July 03, 2006

Out For A Kill

Early morning whale watching was yet another in a string of great ideas for our B.C. trip. Not only were we staying an hour out of Victoria without personal transportation, but we'd been partying the night before with our cousin, and my sister was finding that just because you finished your tonsilitis treatment at lunchtime doesn't make you well by evening for that kind of abuse (especially when combined with tequila).

We did overcome these problems, by catching a later boat, our uncle offering us a ride into town, and my sister's sheer determination to see whales despite the chilling B.C Summer air.

We saw a few seals on our way out on a few rocks and then headed out to open water. The idea taken by modern whale watching tour boats is to float around local pod feeding areas and hope for something.
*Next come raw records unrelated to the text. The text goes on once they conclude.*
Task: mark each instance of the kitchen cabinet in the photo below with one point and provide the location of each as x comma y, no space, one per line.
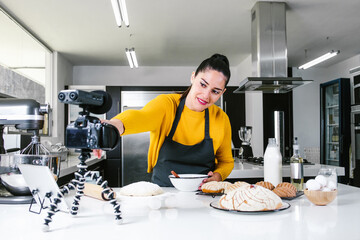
335,124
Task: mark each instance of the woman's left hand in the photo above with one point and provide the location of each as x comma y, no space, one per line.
213,176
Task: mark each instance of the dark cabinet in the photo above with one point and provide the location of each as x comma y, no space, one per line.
234,106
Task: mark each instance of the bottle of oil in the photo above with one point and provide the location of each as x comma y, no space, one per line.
297,169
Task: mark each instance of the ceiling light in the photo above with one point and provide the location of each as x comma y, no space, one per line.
320,59
120,12
131,56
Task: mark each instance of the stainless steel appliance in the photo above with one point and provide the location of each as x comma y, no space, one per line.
23,114
269,51
355,146
335,124
245,150
355,85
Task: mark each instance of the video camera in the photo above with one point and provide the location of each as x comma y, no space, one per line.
87,132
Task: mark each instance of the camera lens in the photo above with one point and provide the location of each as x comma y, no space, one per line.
61,96
73,96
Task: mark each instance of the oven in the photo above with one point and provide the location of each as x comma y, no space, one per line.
355,145
355,90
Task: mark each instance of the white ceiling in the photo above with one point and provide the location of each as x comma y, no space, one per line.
182,33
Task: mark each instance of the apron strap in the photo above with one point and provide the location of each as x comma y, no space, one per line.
177,119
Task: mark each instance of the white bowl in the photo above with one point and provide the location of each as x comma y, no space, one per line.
187,182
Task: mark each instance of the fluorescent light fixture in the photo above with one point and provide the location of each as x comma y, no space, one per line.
131,56
120,12
320,59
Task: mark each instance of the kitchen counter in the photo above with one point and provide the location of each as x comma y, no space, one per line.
70,165
248,170
189,216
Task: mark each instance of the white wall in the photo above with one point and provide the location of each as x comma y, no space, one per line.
306,99
143,76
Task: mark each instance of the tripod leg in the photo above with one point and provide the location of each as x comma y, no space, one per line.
53,206
80,180
52,211
110,194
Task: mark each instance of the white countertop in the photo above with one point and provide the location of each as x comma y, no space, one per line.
248,170
190,217
70,165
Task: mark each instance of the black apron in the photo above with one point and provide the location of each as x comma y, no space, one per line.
198,158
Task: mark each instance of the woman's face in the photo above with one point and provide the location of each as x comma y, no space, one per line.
207,87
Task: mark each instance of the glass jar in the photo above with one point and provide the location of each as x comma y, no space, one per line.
330,175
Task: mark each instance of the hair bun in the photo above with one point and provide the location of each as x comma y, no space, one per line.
221,57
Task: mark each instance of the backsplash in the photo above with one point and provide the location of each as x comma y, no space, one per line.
16,85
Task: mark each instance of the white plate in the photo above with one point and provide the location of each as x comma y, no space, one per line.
215,204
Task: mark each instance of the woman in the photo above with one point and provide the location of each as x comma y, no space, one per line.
188,133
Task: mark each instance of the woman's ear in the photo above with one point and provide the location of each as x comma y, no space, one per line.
192,78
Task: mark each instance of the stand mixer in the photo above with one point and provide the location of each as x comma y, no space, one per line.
23,114
245,134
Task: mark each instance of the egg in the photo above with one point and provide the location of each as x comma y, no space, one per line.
322,180
154,203
331,185
313,185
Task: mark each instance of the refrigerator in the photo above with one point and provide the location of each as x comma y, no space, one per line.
335,124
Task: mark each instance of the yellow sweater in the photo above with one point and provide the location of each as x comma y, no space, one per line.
157,118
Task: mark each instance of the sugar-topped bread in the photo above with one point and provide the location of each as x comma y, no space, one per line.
250,198
287,185
141,189
214,187
235,186
267,185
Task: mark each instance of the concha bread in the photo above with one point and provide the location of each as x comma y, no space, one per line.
214,187
267,185
250,198
141,189
285,192
235,186
287,185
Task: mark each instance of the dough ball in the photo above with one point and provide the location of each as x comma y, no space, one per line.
313,185
322,180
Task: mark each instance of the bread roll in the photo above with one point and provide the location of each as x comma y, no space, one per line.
285,192
214,187
267,185
250,198
288,185
235,186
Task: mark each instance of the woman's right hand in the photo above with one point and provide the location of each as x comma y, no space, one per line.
97,153
116,123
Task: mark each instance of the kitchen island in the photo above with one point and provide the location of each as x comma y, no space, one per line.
185,215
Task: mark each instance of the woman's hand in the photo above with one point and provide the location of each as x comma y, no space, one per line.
116,123
212,177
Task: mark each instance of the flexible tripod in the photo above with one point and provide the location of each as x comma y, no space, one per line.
78,184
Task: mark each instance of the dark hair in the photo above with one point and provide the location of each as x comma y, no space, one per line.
216,62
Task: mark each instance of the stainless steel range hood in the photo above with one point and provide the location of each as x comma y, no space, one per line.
269,51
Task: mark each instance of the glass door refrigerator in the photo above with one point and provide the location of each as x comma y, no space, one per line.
335,124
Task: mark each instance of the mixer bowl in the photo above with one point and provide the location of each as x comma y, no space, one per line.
14,182
245,134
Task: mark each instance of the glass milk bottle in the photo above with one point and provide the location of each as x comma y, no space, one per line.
272,163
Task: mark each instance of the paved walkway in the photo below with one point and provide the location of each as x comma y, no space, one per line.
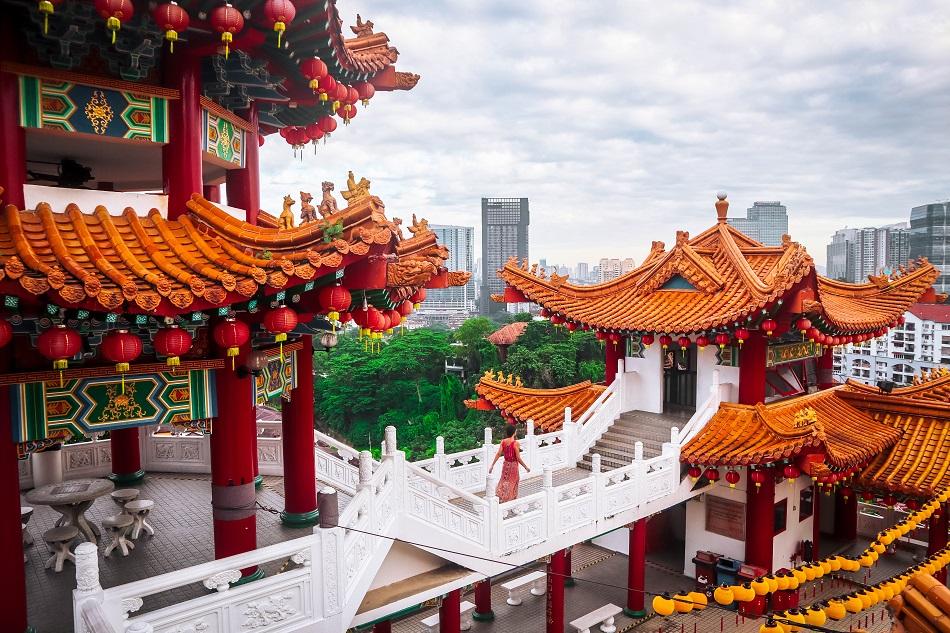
183,537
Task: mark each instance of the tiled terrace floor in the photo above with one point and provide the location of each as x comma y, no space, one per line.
183,537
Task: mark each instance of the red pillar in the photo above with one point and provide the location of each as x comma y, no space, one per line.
846,517
126,457
450,620
613,352
938,539
825,364
555,593
636,569
13,147
181,156
760,521
752,369
244,185
232,476
483,611
300,479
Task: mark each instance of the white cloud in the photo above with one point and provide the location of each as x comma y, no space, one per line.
620,120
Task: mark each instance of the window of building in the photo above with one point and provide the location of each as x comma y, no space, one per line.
806,503
780,516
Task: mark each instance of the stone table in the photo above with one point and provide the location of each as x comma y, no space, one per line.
72,499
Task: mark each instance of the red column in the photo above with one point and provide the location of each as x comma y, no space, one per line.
636,569
126,457
555,593
760,522
232,477
13,147
752,369
300,479
846,517
483,611
181,156
826,363
938,539
244,185
450,620
612,353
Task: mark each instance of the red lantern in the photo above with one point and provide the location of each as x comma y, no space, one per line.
231,334
278,14
121,347
314,71
365,90
722,339
227,21
172,19
172,342
115,12
279,322
59,344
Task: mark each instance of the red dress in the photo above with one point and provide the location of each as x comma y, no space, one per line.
508,484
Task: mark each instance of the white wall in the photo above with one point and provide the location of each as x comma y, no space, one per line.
643,381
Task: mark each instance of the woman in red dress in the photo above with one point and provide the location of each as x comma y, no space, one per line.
509,449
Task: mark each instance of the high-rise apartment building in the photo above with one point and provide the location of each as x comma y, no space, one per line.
765,222
930,238
856,253
504,235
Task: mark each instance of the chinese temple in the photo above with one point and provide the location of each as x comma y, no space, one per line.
133,295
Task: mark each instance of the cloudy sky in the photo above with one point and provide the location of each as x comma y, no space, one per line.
620,120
There's also a few guys out on the cliffs in the U.S and Canada looking through observation posts for your "tranistional pods". If somebody finds something, trade honesty relies on not keeping it a secret, and so everybody zooms in on this one location and then must stay 100 yards away from the whales.

We didn't have any luck seeing the local packs of orcas - but we did eventually get a call that someone had spotted a pod of transitionals of the coast of Washington State (later positively ID'd as the T100s). I have plenty of photos showing blue ocean with little black dots to prove it.

Killer Whales do deserve the name. Sure they don't kill people like they were first thought too, and didn't deserve to be hunted down for that - but they're killers nonetheless. Residential packs of killer whales are lazy - they hunt mostly fish. Transient orcas however are real lethal hunters, they take on any marine mammal - from a baby harp seal (described as a cocktail wiener by the on-board guides) to a humpback whale. Yep, whales eat other whales. They tend to stick to the smaller ones, and apparently their technique is to surround the whale to put it into confusion and then swim over and block the prey's blowhole until it drowns. Not very nice, is it?

When the ecologist on board found out that we'd found a pack of transients, and they were headed into an area where grey whales were supposed to be she cheerily said "Maybe, if we're lucky, we'll get to see a kill". Clean wholesome family fun.